Somali Patriotic Movement (SPM, Dhaqdhaqaaqa Wadaniga Soomaaliyeed, الحركة الوطنية الصومالية) was a major Political and Military faction during the early years of the Somali Civil War. It was founded and commanded by Colonel Shukri Weyrah Kariye And Bashir Bililiqo, The group was based in what is presently Jubaland region.

==History==
The organization was founded by a group of disaffected senior military officers, primarily from the Ogaden and Absame, led by Col. Bililiqo. The initial area of operations centered on the Jubaland region and the Kenyan border (Middle and Lower Juba). They were early allies of the United Somali Congress (USC) in operations against the regime of Siad Barre. A key accomplishment was the seizure of the highly strategic Baledogle Airbase in the days prior to Barre's flight from Mogadishu.

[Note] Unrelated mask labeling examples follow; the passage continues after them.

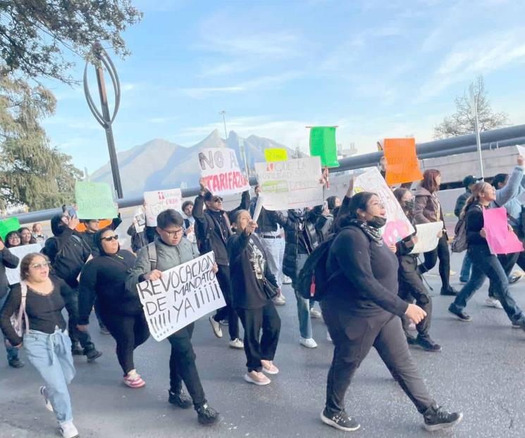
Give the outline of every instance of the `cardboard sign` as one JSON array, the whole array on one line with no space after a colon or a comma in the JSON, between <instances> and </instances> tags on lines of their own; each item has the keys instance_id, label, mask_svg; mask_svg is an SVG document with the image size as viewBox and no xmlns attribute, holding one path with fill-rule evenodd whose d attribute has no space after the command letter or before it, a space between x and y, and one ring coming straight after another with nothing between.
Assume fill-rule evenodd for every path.
<instances>
[{"instance_id":1,"label":"cardboard sign","mask_svg":"<svg viewBox=\"0 0 525 438\"><path fill-rule=\"evenodd\" d=\"M386 225L383 228L383 239L388 244L395 244L412 234L414 227L377 168L359 175L354 182L354 193L371 192L379 196L386 209Z\"/></svg>"},{"instance_id":2,"label":"cardboard sign","mask_svg":"<svg viewBox=\"0 0 525 438\"><path fill-rule=\"evenodd\" d=\"M310 129L310 155L321 157L323 167L339 167L335 126L314 126Z\"/></svg>"},{"instance_id":3,"label":"cardboard sign","mask_svg":"<svg viewBox=\"0 0 525 438\"><path fill-rule=\"evenodd\" d=\"M431 222L416 225L417 243L410 251L411 254L421 254L436 249L439 238L438 234L443 229L443 223Z\"/></svg>"},{"instance_id":4,"label":"cardboard sign","mask_svg":"<svg viewBox=\"0 0 525 438\"><path fill-rule=\"evenodd\" d=\"M264 158L266 161L286 161L288 154L283 148L268 148L264 149Z\"/></svg>"},{"instance_id":5,"label":"cardboard sign","mask_svg":"<svg viewBox=\"0 0 525 438\"><path fill-rule=\"evenodd\" d=\"M162 277L137 284L140 302L155 340L161 341L206 313L224 307L212 268L213 251L162 273Z\"/></svg>"},{"instance_id":6,"label":"cardboard sign","mask_svg":"<svg viewBox=\"0 0 525 438\"><path fill-rule=\"evenodd\" d=\"M314 207L323 204L319 157L256 163L255 172L266 210ZM260 196L260 195L259 195Z\"/></svg>"},{"instance_id":7,"label":"cardboard sign","mask_svg":"<svg viewBox=\"0 0 525 438\"><path fill-rule=\"evenodd\" d=\"M183 195L180 189L144 192L146 202L146 225L156 227L156 217L164 210L173 208L180 211L183 208Z\"/></svg>"},{"instance_id":8,"label":"cardboard sign","mask_svg":"<svg viewBox=\"0 0 525 438\"><path fill-rule=\"evenodd\" d=\"M416 154L415 139L385 139L384 151L388 185L423 179Z\"/></svg>"},{"instance_id":9,"label":"cardboard sign","mask_svg":"<svg viewBox=\"0 0 525 438\"><path fill-rule=\"evenodd\" d=\"M249 190L249 183L240 173L235 151L228 148L209 148L199 153L201 177L214 194L225 195Z\"/></svg>"},{"instance_id":10,"label":"cardboard sign","mask_svg":"<svg viewBox=\"0 0 525 438\"><path fill-rule=\"evenodd\" d=\"M513 231L509 231L507 210L483 208L483 228L493 254L509 254L523 251L523 244Z\"/></svg>"},{"instance_id":11,"label":"cardboard sign","mask_svg":"<svg viewBox=\"0 0 525 438\"><path fill-rule=\"evenodd\" d=\"M113 219L118 215L111 186L106 182L77 181L75 199L78 206L79 219Z\"/></svg>"},{"instance_id":12,"label":"cardboard sign","mask_svg":"<svg viewBox=\"0 0 525 438\"><path fill-rule=\"evenodd\" d=\"M0 237L5 242L6 234L11 231L18 231L20 228L18 218L9 218L0 220Z\"/></svg>"},{"instance_id":13,"label":"cardboard sign","mask_svg":"<svg viewBox=\"0 0 525 438\"><path fill-rule=\"evenodd\" d=\"M6 277L7 277L7 281L9 282L9 284L20 283L20 263L22 261L22 259L31 253L39 253L43 246L44 243L42 242L9 248L11 253L19 258L18 265L16 268L13 269L6 268Z\"/></svg>"}]
</instances>

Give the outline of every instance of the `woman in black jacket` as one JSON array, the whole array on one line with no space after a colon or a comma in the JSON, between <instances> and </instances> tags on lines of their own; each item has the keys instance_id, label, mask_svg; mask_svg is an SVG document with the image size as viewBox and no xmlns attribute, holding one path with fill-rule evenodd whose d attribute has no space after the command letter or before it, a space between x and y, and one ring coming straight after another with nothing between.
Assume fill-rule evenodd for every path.
<instances>
[{"instance_id":1,"label":"woman in black jacket","mask_svg":"<svg viewBox=\"0 0 525 438\"><path fill-rule=\"evenodd\" d=\"M410 190L397 189L394 191L394 196L401 205L403 213L414 224L414 196ZM409 318L404 315L401 317L401 320L409 344L419 345L427 351L440 351L441 346L434 342L428 334L432 315L432 298L423 284L421 274L417 270L418 254L411 254L416 243L417 237L414 233L396 244L396 254L400 265L397 271L399 296L407 303L413 302L415 299L416 304L425 311L426 316L416 326L417 337L408 333Z\"/></svg>"},{"instance_id":2,"label":"woman in black jacket","mask_svg":"<svg viewBox=\"0 0 525 438\"><path fill-rule=\"evenodd\" d=\"M124 383L140 388L145 383L137 373L133 351L149 337L142 306L136 291L128 291L125 280L135 257L121 250L111 227L97 231L94 238L99 256L88 261L80 274L78 330L85 331L95 297L104 325L117 342L117 357L124 372Z\"/></svg>"},{"instance_id":3,"label":"woman in black jacket","mask_svg":"<svg viewBox=\"0 0 525 438\"><path fill-rule=\"evenodd\" d=\"M330 249L327 270L333 273L323 315L335 349L328 372L326 405L321 420L337 429L357 430L359 424L345 411L345 393L361 362L374 346L394 378L424 418L427 430L450 427L462 418L438 406L410 356L400 318L418 323L423 309L397 296L397 258L379 229L386 211L375 194L352 198L349 214Z\"/></svg>"},{"instance_id":4,"label":"woman in black jacket","mask_svg":"<svg viewBox=\"0 0 525 438\"><path fill-rule=\"evenodd\" d=\"M270 375L279 373L273 361L279 340L280 318L272 301L279 290L268 266L264 248L254 233L257 223L252 220L249 212L240 210L233 223L237 232L228 239L227 249L233 305L245 329L248 368L245 380L257 385L268 384L271 380L262 372Z\"/></svg>"}]
</instances>

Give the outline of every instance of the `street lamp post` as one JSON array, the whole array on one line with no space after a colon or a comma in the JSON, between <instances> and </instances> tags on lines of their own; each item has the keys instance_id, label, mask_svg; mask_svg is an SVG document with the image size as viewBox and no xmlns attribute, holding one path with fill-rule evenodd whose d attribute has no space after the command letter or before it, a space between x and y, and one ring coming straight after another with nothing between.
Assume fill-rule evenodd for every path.
<instances>
[{"instance_id":1,"label":"street lamp post","mask_svg":"<svg viewBox=\"0 0 525 438\"><path fill-rule=\"evenodd\" d=\"M108 150L109 151L109 162L111 165L111 173L113 174L113 184L115 191L117 193L117 197L122 199L124 196L122 192L121 174L118 172L118 161L117 160L117 154L115 150L115 140L113 137L113 129L111 127L121 104L121 84L118 82L118 76L117 75L117 70L115 68L115 65L106 51L99 44L96 44L93 47L92 54L98 61L97 63L98 65L94 63L93 65L95 67L97 82L98 85L99 95L100 96L100 105L102 111L99 111L97 108L93 101L93 98L89 93L87 85L87 66L90 63L89 61L86 62L86 65L84 68L84 94L87 101L87 106L89 106L97 121L104 129L104 131L106 131L106 139L108 142ZM106 92L103 65L106 68L109 77L111 78L111 82L113 83L115 92L115 108L113 110L112 115L109 112L109 104Z\"/></svg>"}]
</instances>

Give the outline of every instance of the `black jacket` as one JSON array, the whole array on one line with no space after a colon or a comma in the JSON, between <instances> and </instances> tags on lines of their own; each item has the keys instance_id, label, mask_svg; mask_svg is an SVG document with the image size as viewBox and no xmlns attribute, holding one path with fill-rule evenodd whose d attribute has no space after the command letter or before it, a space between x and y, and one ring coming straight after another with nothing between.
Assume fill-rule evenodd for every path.
<instances>
[{"instance_id":1,"label":"black jacket","mask_svg":"<svg viewBox=\"0 0 525 438\"><path fill-rule=\"evenodd\" d=\"M359 316L386 311L402 315L408 304L397 296L397 258L384 243L347 225L332 244L326 268L341 273L328 282L327 302Z\"/></svg>"},{"instance_id":2,"label":"black jacket","mask_svg":"<svg viewBox=\"0 0 525 438\"><path fill-rule=\"evenodd\" d=\"M0 251L0 299L4 298L9 292L9 282L6 275L6 268L15 269L20 262L20 259L11 254L7 246Z\"/></svg>"},{"instance_id":3,"label":"black jacket","mask_svg":"<svg viewBox=\"0 0 525 438\"><path fill-rule=\"evenodd\" d=\"M242 192L240 204L230 212L204 211L204 197L199 195L195 198L193 206L193 217L195 218L195 235L201 244L199 249L204 254L209 251L215 253L215 261L218 265L228 265L226 242L233 232L228 215L238 210L249 208L249 192ZM218 218L221 218L223 226L219 224Z\"/></svg>"},{"instance_id":4,"label":"black jacket","mask_svg":"<svg viewBox=\"0 0 525 438\"><path fill-rule=\"evenodd\" d=\"M228 240L228 254L235 308L260 308L270 301L264 292L264 282L278 287L276 277L268 266L268 258L259 238L244 232Z\"/></svg>"},{"instance_id":5,"label":"black jacket","mask_svg":"<svg viewBox=\"0 0 525 438\"><path fill-rule=\"evenodd\" d=\"M323 206L317 206L309 211L307 211L303 220L304 231L308 244L312 250L319 245L315 224L323 211ZM280 211L272 211L271 216L285 230L286 235L286 246L285 246L285 258L283 261L283 272L294 280L297 275L297 261L299 254L299 234L303 232L300 230L301 219L293 210L289 210L287 215Z\"/></svg>"}]
</instances>

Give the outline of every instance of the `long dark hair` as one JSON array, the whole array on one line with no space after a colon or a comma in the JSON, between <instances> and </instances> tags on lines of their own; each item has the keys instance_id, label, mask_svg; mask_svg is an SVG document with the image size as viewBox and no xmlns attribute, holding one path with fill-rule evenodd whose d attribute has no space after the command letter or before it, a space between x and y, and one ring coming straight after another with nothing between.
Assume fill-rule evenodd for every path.
<instances>
[{"instance_id":1,"label":"long dark hair","mask_svg":"<svg viewBox=\"0 0 525 438\"><path fill-rule=\"evenodd\" d=\"M438 169L427 169L423 173L423 181L421 181L421 187L426 189L431 193L437 192L439 190L439 186L436 182L436 178L440 175L441 173Z\"/></svg>"}]
</instances>

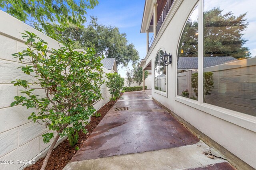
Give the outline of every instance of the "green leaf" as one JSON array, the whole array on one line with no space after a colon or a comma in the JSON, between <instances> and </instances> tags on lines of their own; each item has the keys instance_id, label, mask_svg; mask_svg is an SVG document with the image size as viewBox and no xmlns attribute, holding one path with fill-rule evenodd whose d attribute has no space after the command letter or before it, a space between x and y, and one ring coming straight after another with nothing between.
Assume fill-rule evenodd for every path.
<instances>
[{"instance_id":1,"label":"green leaf","mask_svg":"<svg viewBox=\"0 0 256 170\"><path fill-rule=\"evenodd\" d=\"M14 101L11 104L11 107L13 107L16 104L17 101Z\"/></svg>"}]
</instances>

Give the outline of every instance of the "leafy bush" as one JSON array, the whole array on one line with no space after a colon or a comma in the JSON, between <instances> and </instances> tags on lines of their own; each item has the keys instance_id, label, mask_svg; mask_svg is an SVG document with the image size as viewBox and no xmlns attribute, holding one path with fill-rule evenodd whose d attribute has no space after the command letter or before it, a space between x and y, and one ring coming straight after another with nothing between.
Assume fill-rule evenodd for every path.
<instances>
[{"instance_id":1,"label":"leafy bush","mask_svg":"<svg viewBox=\"0 0 256 170\"><path fill-rule=\"evenodd\" d=\"M71 147L74 147L74 146L76 144L78 141L79 137L79 136L78 135L77 131L76 132L76 133L73 134L68 134L68 142L69 142L69 145L70 145Z\"/></svg>"},{"instance_id":2,"label":"leafy bush","mask_svg":"<svg viewBox=\"0 0 256 170\"><path fill-rule=\"evenodd\" d=\"M143 81L143 72L142 67L134 67L133 70L133 80L138 84L139 86ZM148 76L148 71L144 71L144 80Z\"/></svg>"},{"instance_id":3,"label":"leafy bush","mask_svg":"<svg viewBox=\"0 0 256 170\"><path fill-rule=\"evenodd\" d=\"M181 96L182 97L185 97L185 98L188 98L188 96L189 96L189 93L188 92L188 89L186 89L186 90L183 90L182 92L182 94Z\"/></svg>"},{"instance_id":4,"label":"leafy bush","mask_svg":"<svg viewBox=\"0 0 256 170\"><path fill-rule=\"evenodd\" d=\"M109 88L108 91L111 95L110 100L115 101L120 96L120 90L124 85L124 78L116 72L108 73L106 76L108 78L106 86Z\"/></svg>"},{"instance_id":5,"label":"leafy bush","mask_svg":"<svg viewBox=\"0 0 256 170\"><path fill-rule=\"evenodd\" d=\"M35 108L36 112L32 112L28 119L58 133L45 158L44 169L60 137L80 130L87 133L84 127L95 111L93 105L102 98L102 58L95 56L93 49L82 54L68 45L50 51L47 43L34 33L26 32L22 37L26 39L28 48L12 55L30 63L29 66L20 68L34 80L12 82L14 86L22 86L24 90L21 91L24 96L14 97L11 106L22 104L27 109ZM45 96L33 94L35 89L42 90ZM54 137L53 134L42 135L44 142L49 142Z\"/></svg>"},{"instance_id":6,"label":"leafy bush","mask_svg":"<svg viewBox=\"0 0 256 170\"><path fill-rule=\"evenodd\" d=\"M145 90L147 90L148 86L145 86ZM126 92L134 92L135 91L140 91L142 90L142 87L141 86L137 86L135 87L124 87L123 90Z\"/></svg>"},{"instance_id":7,"label":"leafy bush","mask_svg":"<svg viewBox=\"0 0 256 170\"><path fill-rule=\"evenodd\" d=\"M212 72L204 72L204 95L211 94L211 89L213 86L213 73ZM191 86L194 88L196 96L198 96L198 73L195 72L191 76Z\"/></svg>"}]
</instances>

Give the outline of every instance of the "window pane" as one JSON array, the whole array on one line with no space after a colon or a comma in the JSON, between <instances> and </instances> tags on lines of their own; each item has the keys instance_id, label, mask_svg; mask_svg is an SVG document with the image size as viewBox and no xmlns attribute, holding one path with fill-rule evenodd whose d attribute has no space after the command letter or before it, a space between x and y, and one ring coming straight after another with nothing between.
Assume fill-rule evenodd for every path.
<instances>
[{"instance_id":1,"label":"window pane","mask_svg":"<svg viewBox=\"0 0 256 170\"><path fill-rule=\"evenodd\" d=\"M164 66L162 55L164 51L159 51L159 89L160 91L166 91L166 66Z\"/></svg>"},{"instance_id":2,"label":"window pane","mask_svg":"<svg viewBox=\"0 0 256 170\"><path fill-rule=\"evenodd\" d=\"M197 100L198 6L192 13L180 37L178 53L178 95Z\"/></svg>"},{"instance_id":3,"label":"window pane","mask_svg":"<svg viewBox=\"0 0 256 170\"><path fill-rule=\"evenodd\" d=\"M256 1L204 2L204 102L256 116Z\"/></svg>"},{"instance_id":4,"label":"window pane","mask_svg":"<svg viewBox=\"0 0 256 170\"><path fill-rule=\"evenodd\" d=\"M155 72L155 89L159 90L159 61L158 60L159 55L159 52L157 53L156 56L156 61L155 62L155 67L154 67L154 72Z\"/></svg>"}]
</instances>

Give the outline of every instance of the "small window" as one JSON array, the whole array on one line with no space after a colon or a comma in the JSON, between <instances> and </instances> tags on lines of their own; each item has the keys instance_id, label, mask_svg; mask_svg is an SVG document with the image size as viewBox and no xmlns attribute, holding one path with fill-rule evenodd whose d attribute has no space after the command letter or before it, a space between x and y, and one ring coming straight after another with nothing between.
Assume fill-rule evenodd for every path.
<instances>
[{"instance_id":1,"label":"small window","mask_svg":"<svg viewBox=\"0 0 256 170\"><path fill-rule=\"evenodd\" d=\"M160 50L156 57L154 66L155 90L161 92L166 91L166 66L164 64L162 55L164 51Z\"/></svg>"}]
</instances>

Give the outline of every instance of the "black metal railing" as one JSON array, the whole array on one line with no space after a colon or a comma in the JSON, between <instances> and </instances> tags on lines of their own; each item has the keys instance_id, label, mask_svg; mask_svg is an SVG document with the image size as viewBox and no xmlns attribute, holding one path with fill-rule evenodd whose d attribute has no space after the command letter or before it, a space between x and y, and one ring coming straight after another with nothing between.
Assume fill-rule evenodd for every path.
<instances>
[{"instance_id":1,"label":"black metal railing","mask_svg":"<svg viewBox=\"0 0 256 170\"><path fill-rule=\"evenodd\" d=\"M152 43L153 43L153 41L154 41L154 35L152 36L151 37L151 39L150 41L148 42L148 50L150 49L151 47L151 45L152 45Z\"/></svg>"},{"instance_id":2,"label":"black metal railing","mask_svg":"<svg viewBox=\"0 0 256 170\"><path fill-rule=\"evenodd\" d=\"M160 29L162 24L163 23L163 22L164 22L164 21L165 18L166 17L167 14L168 14L168 12L174 0L167 0L166 4L165 4L164 10L163 10L162 12L161 16L156 25L156 34L158 33L158 31L159 31L159 29Z\"/></svg>"}]
</instances>

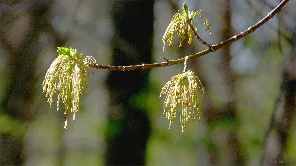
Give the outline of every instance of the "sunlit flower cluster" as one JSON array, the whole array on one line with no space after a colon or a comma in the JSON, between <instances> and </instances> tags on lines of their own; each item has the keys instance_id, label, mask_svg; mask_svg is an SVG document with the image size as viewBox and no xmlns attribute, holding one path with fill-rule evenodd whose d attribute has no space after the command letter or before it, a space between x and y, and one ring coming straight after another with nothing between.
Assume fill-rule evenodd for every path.
<instances>
[{"instance_id":1,"label":"sunlit flower cluster","mask_svg":"<svg viewBox=\"0 0 296 166\"><path fill-rule=\"evenodd\" d=\"M194 30L196 32L198 31L198 29L196 26L194 19L194 16L196 15L199 15L201 18L204 18L205 20L204 25L206 25L207 26L206 30L210 29L211 24L208 22L207 20L203 14L200 12L203 10L200 10L197 12L192 11L190 13L188 10L188 6L186 4L186 2L184 2L183 4L183 9L184 10L183 13L181 13L181 11L179 10L179 12L175 14L173 17L170 23L163 35L163 52L164 52L165 45L167 42L169 43L169 48L172 47L173 39L174 38L174 30L177 32L177 34L178 35L180 40L179 46L181 47L182 46L182 41L186 38L186 36L188 38L188 43L189 44L191 43L193 37L193 33L190 26L187 23L187 21L190 20L190 23L192 25L193 20L195 25ZM186 31L186 30L187 34ZM210 31L210 36L211 35Z\"/></svg>"},{"instance_id":2,"label":"sunlit flower cluster","mask_svg":"<svg viewBox=\"0 0 296 166\"><path fill-rule=\"evenodd\" d=\"M186 128L187 122L195 119L196 112L198 119L202 115L200 94L204 93L200 81L190 70L183 74L178 74L170 79L161 89L162 94L167 94L163 102L163 115L170 120L169 128L172 122L176 119L177 107L179 109L180 121L182 125L182 133Z\"/></svg>"},{"instance_id":3,"label":"sunlit flower cluster","mask_svg":"<svg viewBox=\"0 0 296 166\"><path fill-rule=\"evenodd\" d=\"M58 47L59 55L46 72L42 84L43 93L48 98L50 107L53 103L54 95L58 92L57 111L59 109L61 100L65 104L65 129L70 112L73 112L73 122L75 121L75 115L79 111L80 97L84 94L85 88L87 93L89 81L88 63L96 62L92 57L83 56L82 54L78 54L76 49L70 48Z\"/></svg>"}]
</instances>

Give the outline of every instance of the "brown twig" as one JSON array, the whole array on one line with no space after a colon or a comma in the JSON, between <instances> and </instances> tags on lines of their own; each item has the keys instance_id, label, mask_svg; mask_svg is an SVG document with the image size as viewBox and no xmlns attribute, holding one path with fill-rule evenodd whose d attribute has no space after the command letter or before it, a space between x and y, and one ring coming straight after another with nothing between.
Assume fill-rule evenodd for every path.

However, after Barre's flight, when Ali Mahdi's Manifesto Group announced the formation of an "interim government" without consulting SPM leadership, a crisis ensued. After fighting broke out between the Manifesto Group supporters and the SPM, the SPM was accused of suddenly reversing direction and allied itself with Barre, who was seeking to reestablish his regime. This reversal was angrily resisted by many of the original Ogadeni, who split off into their own faction.

The SPM thus sundered into two tribal-oriented factions:

- SPM Absame, or SPM-SNA, under Ahmed Omar Jess and Gedi Ugas Madhar
- SPM Harti, under Chairman Aden Abdillahi Nur "Gabyow" (himself from Ogaden's Absame clan) and General Mohamed Siad Hersi "Morgan" (Militia Commander)

On August 12, 1992, the SPM mainly Absame faction joined General Aidid to form the Somali National Alliance. The SPM fractured along tribal lines, and massacres and ethnic cleansing began between the two rival factions, as well as their external enemies.

In 1998, the SPM (Harti/Absame) under General "Morgan", based out of Kismayo, founded the autonomous state of Jubaland. They were strenuously opposed by the Allied Somali Forces, which later became the Juba Valley Alliance. The SPM and ASF/JVA contended over the control of south Somalia until the JVA proved victorious, driving General "Morgan" into exile.